Des insignes de flics luisaient devant eux dans la pénombre. Quelqu’un criait, aviné. Yeboah avait dû être mis au courant, mais à cette heure ci, il était difficile de trouver une oreille attentive aux expériences marginales, chacun se trouvant dans sa propre phase de collecte de résultat. Ils traversèrent la route.
— Ces cons là sont capables de te poser des problèmes si tu n’as tes pièces. Tu les as prises ? demanda Maneukin.
— Oui, et toi ? Marrant, hein ? Par contre, j’ai laissé tout mon fric à Papy, sans qu’il ne me demande pourquoi, d’ailleurs…
— Ca évitera qu’on se fasse rançonner.
Le monde qui les entourait n’était qu’obscurité et formes indistincte. Une palissade défoncée nantie d’une petite guérite dans le même état ouvrait vers le terrain vague au fond duquel on distinguait la silhouette en construction. Un représentant des forces de l’ordre était là, dans la position habituelle du fonctionnaire menaçant et imbu de ses prérogatives. Au sol, adossé à la guérite, gémissait un homme visiblement pris de boisson que la situation rendait indifférent. De temps en temps, il riait ou tentait d’engager la conversation et se prenait une baffe comme explication.
— Qu’est-ce qu’on attend, maintenant ? Ce monsieur n’a rien à voir dans l’histoire, tenta d’écourter Maneukin.
— Le chef arrive.

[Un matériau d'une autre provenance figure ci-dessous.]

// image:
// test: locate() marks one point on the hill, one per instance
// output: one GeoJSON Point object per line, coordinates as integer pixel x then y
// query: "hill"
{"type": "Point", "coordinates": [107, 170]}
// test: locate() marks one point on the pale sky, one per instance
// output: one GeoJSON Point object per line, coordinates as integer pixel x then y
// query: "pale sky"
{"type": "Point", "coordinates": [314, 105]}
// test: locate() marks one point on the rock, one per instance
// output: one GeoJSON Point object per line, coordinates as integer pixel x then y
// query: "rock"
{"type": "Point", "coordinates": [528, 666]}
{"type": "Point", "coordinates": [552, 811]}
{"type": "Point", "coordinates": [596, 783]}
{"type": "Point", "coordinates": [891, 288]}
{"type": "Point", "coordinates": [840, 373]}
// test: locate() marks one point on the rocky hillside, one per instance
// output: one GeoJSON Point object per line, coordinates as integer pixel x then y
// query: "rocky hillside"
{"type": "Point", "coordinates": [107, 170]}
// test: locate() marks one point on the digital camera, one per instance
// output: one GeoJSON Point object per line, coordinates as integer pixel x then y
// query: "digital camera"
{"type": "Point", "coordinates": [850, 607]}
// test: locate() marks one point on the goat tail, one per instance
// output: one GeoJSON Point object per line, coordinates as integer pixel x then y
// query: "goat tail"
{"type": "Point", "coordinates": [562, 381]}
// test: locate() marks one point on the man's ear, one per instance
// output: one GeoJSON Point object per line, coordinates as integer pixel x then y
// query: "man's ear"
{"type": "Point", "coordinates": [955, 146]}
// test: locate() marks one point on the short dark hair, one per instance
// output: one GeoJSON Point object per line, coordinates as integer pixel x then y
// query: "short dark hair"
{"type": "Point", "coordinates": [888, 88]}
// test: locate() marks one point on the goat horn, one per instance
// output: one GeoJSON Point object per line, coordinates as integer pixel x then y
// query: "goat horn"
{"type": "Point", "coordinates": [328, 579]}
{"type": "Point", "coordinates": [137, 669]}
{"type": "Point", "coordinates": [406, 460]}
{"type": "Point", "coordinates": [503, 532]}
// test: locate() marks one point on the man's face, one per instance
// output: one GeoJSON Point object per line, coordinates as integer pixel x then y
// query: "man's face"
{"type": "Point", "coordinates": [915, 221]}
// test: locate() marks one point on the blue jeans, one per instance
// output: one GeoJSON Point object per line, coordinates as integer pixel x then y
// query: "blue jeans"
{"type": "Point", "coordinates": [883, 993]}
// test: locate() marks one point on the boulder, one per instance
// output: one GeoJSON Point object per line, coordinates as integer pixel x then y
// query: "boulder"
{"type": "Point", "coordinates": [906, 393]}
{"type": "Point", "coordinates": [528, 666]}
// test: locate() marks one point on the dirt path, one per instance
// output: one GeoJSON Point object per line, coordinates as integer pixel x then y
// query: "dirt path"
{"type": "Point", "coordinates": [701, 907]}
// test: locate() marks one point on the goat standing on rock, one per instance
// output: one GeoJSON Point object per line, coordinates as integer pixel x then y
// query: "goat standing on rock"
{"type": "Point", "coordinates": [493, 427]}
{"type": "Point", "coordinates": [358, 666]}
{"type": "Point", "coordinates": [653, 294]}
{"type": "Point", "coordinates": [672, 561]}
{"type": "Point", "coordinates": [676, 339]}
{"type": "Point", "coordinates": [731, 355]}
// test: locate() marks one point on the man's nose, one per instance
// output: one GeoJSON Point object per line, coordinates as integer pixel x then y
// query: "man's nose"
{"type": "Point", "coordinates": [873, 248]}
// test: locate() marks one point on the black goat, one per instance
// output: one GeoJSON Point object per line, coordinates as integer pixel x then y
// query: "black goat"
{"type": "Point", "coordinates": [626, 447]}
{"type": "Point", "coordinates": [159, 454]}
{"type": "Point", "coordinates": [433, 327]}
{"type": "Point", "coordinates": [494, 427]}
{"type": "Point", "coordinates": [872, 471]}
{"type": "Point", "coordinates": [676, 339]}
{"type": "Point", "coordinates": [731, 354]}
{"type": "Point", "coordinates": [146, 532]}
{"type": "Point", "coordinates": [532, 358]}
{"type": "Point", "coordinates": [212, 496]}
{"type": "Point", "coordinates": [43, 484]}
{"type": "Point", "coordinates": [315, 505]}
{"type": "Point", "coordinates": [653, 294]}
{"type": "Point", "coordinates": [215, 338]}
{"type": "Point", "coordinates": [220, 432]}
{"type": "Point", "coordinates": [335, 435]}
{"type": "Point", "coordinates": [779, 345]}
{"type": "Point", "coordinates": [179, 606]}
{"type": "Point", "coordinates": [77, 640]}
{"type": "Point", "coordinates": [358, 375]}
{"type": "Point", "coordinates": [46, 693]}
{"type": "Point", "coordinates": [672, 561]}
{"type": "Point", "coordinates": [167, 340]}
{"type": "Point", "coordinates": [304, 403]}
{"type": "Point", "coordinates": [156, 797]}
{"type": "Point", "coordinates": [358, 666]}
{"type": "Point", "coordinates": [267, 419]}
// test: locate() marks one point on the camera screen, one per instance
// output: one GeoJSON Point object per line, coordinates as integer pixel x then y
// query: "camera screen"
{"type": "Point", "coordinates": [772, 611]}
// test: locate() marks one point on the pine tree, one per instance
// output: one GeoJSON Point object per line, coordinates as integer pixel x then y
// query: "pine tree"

Vous allez être confrontés au criminel ici présent.
Cinq minutes s’écoulèrent dans une ambiance de rafle médiévale. Soudain, il y eu une nouvelle présence, une silhouette s’approcha qui attrapa le coupable en le traînant à moitié et les six hommes se dirigèrent à travers les herbes sèches vers un rectangle plus sombre encore que les murs de la bâtisse. Quel pouvoir permettait de se mouvoir avec autant d’assurance dans des conditions pareilles ?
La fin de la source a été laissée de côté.